Yetkililer, nükleer santrallerin kurulmasının beraberinde nükleer silahların artışına neden olup olmayacağı sorularına ilişkin olarak da enerji üretimi amacıyla kurulan nükleer santralların nükleer silah yapımıyla bir ilişkisinin bulunmadığına işaret ediyor.
Yetkililer, ayrıca, nükleer santralın bir ülkede bulunmasının tek başına nükleer silah yapımı için yeterli olmadığını, bunun için başka tesislerin kurulmasının da gerektiğine dikkati çekiyor.
NÜKLEER SANTRALLARIN ATIKLARI NE YAPILIYOR?
Kullanılmış yakıtlar veya yakıt çevriminde oluşan radyoaktif atıkların sızdırmaz özel çelik kaplar içine konulduktan sonra geçici yer üstü ve yer altı depolarında muhafaza edildiğini ifade eden yetkililer, ancak son depolama için gelecekte jeolojik (yer altı) depolama teknolojisinin kullanılacağını, bu konuda ABD'de ve Finlandiya'da önemli gelişmelerin olduğunu kaydediyor.
Nükleer reaktörler, tıp ve endüstride kullanılan yararlı radyoizotopların üretilmesinde de kullanılıyor.
Nükleer santrallarda elde edilen fazla enerjinin ise ev ve seraların ısıtılması, tuzlu sudan içilebilir su elde edilmesi, petrol üretimi gibi alanlarda kullanıldığı ifade ediliyor.
NÜKLEER YAKIT KONUSUNDA DIŞA BAĞIMLI OLACAK MIYIZ?
Nükleer yakıt olarak kullanılan uranyum yakıt teknolojisinin pek çok ülkede mevcut olduğunu ifade eden yetkililer, ekonomikliği bugün için sorgulansa bile Türkiye'de bulunan uranyum ve toryum varlığının gelecekte nükleer enerji kullanımında bir güvence olduğunu belirtiyor.

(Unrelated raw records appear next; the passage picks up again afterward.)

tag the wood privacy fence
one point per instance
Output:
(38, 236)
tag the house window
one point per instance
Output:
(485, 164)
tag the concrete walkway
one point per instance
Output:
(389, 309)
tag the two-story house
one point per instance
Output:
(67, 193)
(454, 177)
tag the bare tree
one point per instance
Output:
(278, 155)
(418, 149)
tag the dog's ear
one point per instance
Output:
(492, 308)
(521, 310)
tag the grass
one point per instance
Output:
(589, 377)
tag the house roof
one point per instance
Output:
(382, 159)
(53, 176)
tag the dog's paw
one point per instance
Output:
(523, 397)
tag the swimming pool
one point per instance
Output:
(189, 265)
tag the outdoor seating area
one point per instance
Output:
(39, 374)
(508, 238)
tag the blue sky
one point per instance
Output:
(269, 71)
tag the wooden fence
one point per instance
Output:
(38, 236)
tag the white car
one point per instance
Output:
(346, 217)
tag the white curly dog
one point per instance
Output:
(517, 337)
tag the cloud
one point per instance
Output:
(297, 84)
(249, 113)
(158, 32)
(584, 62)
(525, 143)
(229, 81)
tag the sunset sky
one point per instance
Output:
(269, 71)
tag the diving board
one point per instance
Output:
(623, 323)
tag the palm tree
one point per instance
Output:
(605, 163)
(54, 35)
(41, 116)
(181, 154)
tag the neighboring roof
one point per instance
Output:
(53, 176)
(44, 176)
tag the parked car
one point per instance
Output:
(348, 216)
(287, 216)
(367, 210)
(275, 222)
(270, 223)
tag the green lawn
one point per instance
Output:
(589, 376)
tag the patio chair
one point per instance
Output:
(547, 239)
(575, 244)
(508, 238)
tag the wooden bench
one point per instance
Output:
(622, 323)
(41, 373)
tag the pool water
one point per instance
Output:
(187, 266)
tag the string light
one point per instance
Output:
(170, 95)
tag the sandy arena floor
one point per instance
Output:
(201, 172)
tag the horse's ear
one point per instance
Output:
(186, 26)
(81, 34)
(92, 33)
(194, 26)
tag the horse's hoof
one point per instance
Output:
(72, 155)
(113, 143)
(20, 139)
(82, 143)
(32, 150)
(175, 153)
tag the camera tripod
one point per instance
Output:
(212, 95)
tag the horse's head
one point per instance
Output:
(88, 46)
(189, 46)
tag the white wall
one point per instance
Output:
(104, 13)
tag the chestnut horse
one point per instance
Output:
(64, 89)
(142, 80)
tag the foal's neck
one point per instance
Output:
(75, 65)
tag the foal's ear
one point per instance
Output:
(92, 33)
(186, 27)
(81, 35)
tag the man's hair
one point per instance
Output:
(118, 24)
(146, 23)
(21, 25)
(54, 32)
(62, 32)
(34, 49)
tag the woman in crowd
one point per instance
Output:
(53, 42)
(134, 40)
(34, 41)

Ancak, nükleer enerjide yakıt maliyetinin toplam üretim maliyeti içindeki yerinin yüzde 10-12 olduğuna işaret eden yetkililer, dünyadaki uranyum stoklarının ve rezervin fazlalığı nedeniyle görünür gelecekte yakıt maliyetinde fazla bir değişimin beklenmediğini kaydediyor.
Bu arada, dünyada halen 30 ülkede 438 nükleer santral reaktörü enerji üretiminde kullanılırken, 42 nükleer santral inşa aşamasında bulunuyor.